5. Bidirectional sync for mutable consumers. Intelligence wiki content can be both pulled from upstream AND edited locally. Conflict policy for that case needs real thought — probably manual with explicit admin resolution.

[chubes4]

Closing — GitSync v1 shipped.

Landed across four PRs merged 2026-04-20:

• feat(gitsync): Phase 1 — bind site-owned dirs to remote git repos (#38) #39 — Phase 1 shell (superseded)
• feat(gitsync): Phase 2 — write path + sticky proposal branch submit (#38) #41 — Phase 2 shell (superseded)
• refactor(gitsync): rebuild on GitHub Contents API for managed-hosting compatibility (#38) #42 — final API-first rebuild on GitHub Contents + Git Data APIs.
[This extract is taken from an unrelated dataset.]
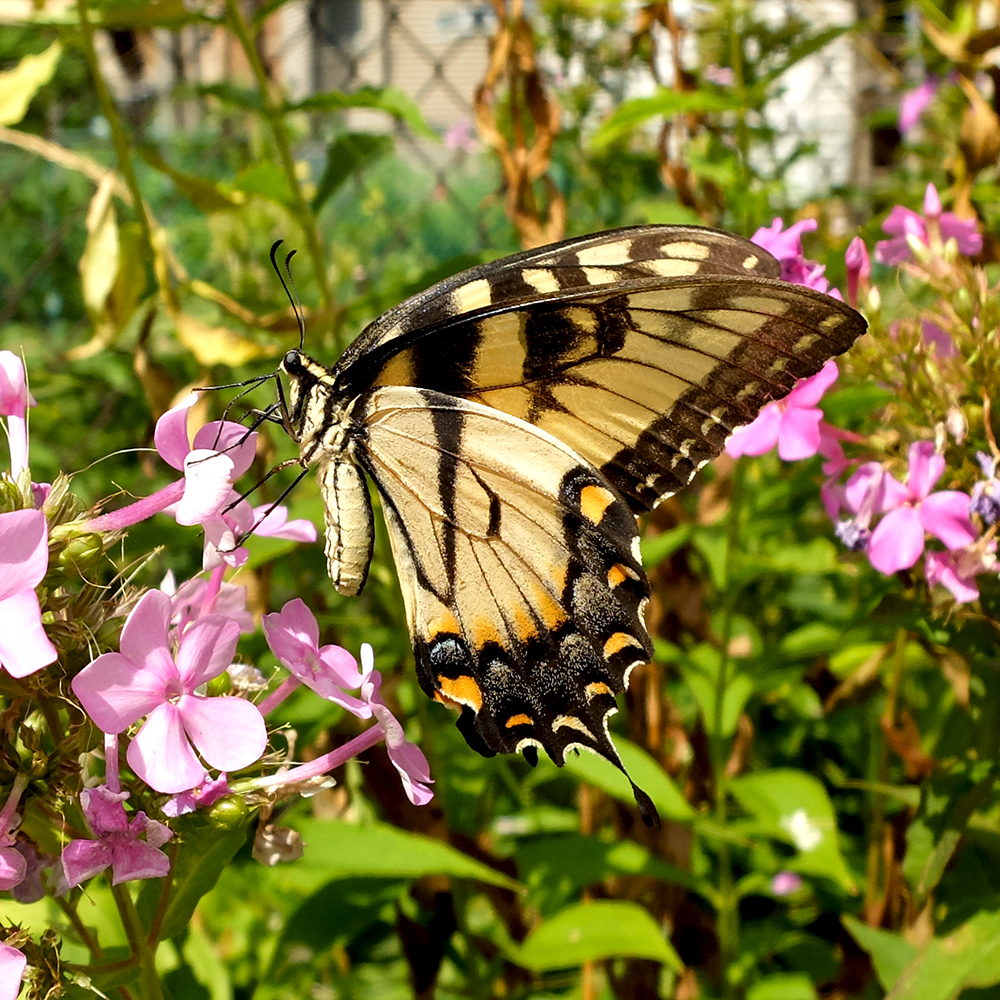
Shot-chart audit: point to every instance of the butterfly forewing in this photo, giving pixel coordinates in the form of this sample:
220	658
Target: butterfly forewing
514	419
Zero shell, zero git binary, zero .git/ on disk. Works on managed hosts (WordPress.com Business, WP Engine, Pantheon, VIP).
• fix(workspace): permissive-by-default git mutation gates #43 — follow-up polish

What shipped against the v1 acceptance list

• GitSync service class with bind, unbind, pull, submit, push, status, list, policy-update (8 methods; add+commit dropped since API-first has no local staging)
• 8 abilities under datamachine-code-gitsync category
• wp datamachine-code gitsync CLI surface
• Binding storage in datamachine_gitsync_bindings option
• GitSyncFetcher = pull via getRepoTree + getFileContents + git-blob SHA compare; tracks pulled_paths for upstream-delete propagation with untracked-file preservation
• GitSyncProposer = submit (sticky gitsync/<slug> branch + PR via createOrUpdateFile) + push (direct to pinned branch, two-key auth: write_enabled + safe_direct_push)
• Path containment + sensitive-file blocking (shared helpers extracted: Support/PathSecurity, Support/GitHubRemote)
• Conflict policy enforced
• Smoke tests: tests/smoke-gitsync.php 45/45 passing

Deliberate deviations from the proposal

1. API-first, not shell-based. Original proposal assumed Workspace::clone_repo + git_pull under the hood. Chris flagged mid-build that DMC is already hybrid — Workspace uses shell, GitHubAbilities uses REST. GitSync's use cases (content sync, not code sync) map cleanly to the API side. Drops shell dependency entirely and unlocks managed-host support.
2. Scheduled sync deferred. Hourly poll cadence from the spec (GitSyncPullTask) is not in v1 — waiting until a real consumer surfaces a cadence pattern. Primitive supports on-demand pulls via the CLI/ability today.
3. Consumer boundary. GitSync owns disk↔upstream. DB↔disk bridge is consumer-owned (e.g. Intelligence owns wiki post↔markdown file). Deliberate — keeps the primitive generic.

Known limits

• GitHub-only (no GitLab/Gitea yet)
• Per-file commits on submit (N files = N commits)
• No deletion propagation on submit
• No scheduled sync

Consumers

• Automattic/intelligence#31 (git-synced wiki content) — not yet wired; will consume GitSync when adopted
• Automattic/intelligence#125 (git-tracked agent definitions) — not yet wired

Neither blocks closing this issue — the primitive is ready. Consumer integration is tracked on the Intelligence side.